Ann Alaia Woods, a Letters Active AND Art Active member of our chapter, will present at our Tuesday, May 2, 2022 meeting.
WHEN: Tuesday, May 2, 2022, 1:00-3:00 pm
- Whetstone Library (branch – Columbus Metropolitan Library)
- 3909 N High St, Columbus, OH 43214
- Meeting Room – to the right of the entrance doors
- Free parking in adjacent lot
I create because I must. I am never as at peace as when I am lettering, designing, devising. The feel of creating inspired me to leave academe and devote myself to Art. On the way, I found another part of myself – a long-suppressed engineer – driving me to explore where science, art, and philosophy converge in marbling, making paper, building books and 3D structures, devising artists’ tools – and in teaching and writing about all of them.
Ann is a commission artist whose work encompasses designing hand-lettered prose, poetry, monograms, logos, books and 3-D awards, and even lettering for interior and outdoor settings, as well as classic and contemporary marbling on paper, wood, and fabric.
She also writes and teaches about the history and practice of calligraphy and marbling, occasionally bursting out into personal poetry and social commentary.
After earning her A.B. in History from Barnard College, she spent a year abroad on Tufts University’s L’Anno Classico in Italia. Her Masters and Ph.D. (1972-74), also in History, are from the University of Southern California.

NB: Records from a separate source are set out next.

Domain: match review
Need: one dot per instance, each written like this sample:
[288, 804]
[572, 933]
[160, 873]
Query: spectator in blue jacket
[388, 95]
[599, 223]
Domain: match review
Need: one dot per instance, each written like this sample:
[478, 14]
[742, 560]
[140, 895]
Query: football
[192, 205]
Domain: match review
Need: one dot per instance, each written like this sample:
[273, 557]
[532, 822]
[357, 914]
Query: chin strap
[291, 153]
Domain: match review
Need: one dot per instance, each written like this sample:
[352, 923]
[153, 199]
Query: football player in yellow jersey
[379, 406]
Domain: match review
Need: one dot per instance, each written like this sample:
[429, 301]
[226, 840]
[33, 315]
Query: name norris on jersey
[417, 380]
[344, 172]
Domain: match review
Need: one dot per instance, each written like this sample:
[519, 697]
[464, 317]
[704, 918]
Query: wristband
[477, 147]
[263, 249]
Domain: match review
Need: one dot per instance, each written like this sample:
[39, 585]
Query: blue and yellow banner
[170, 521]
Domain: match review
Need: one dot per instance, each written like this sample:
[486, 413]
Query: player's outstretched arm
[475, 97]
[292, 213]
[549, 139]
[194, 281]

Ann began her first career teaching Classics and History at OSU in the late 70s. Her second—in the Arts—began in 1981, with intensive studies in hand lettering, book arts, and marbling through the international calligraphy guild workshop system—the only means that serious hand-lettering/book artists had then and still have to be classically trained by the best practicing professionals.
Simultaneously, she began teaching–as a GCAC Artist-in-Schools, through various programs (OSU’s CAP, Ripley Arts Center in West Virginia, at the Columbus Cultural Arts Center, Upper Arlington’s Lifelong Learning & Leisure), through demonstrations for the public and, finally, as instructor of hand lettering at CCAD, before opening her own studio for classes and workshops in 1997.
Among her greatest honors as an artist, Ann counts being chosen as the first American calligrapher invited to the International Calligraphy Conference in China (1993); being the first 3-time winner of the World Handwriting Contest (2005-2007); serving as Calligrapher to the Logan Elm Press at the Ohio State University (1990 to 2012) and as Designer for the Distinguished Alumni and Community Service Awards for the University of Kentucky College of Fine Arts from 1999 to 2010. Her life as an exhibiting artist has also brought occasional honors: work juried into the Calligraphers Engagement Calendar from 1991 through 2004 (when it ceased publication), winning both 1st Prize and Best of Show in GHALA’s exhibit at Franklin Park Conservatory, being selected to participate in Hand Papermaking Magazine’s Portfolio Project (2007)—a project that led in 2019 to designing and earning a patent for her Asian-style hand-papermaking frame—and even taking first place in the Columbus Asian Festival’s haiku contest! Her work is represented in the permanent holdings of the King of Spain, the Newberry Library, MOMA, and many private collections.
In 1987, as president of the Calligraphy Guild of Columbus, Ann created and directed the quincentenary legacy project, The Public Book: Letters to Our Great, Great, Grandchildren, a conceptual book of large fabric pages made by Central Ohio residents—now housed at
the Columbus Historical Society.
More recently, in 2017-18, she received two grants to further her research and teaching of classical marbling, laying the groundwork for publishing two books on Western marbling techniques in 2020, as the pandemic hit. Her chapbook on Japanese traditional marbling was published last year. Her life coming full circle now, an article on the Trajan Inscription in Rome is now in the works.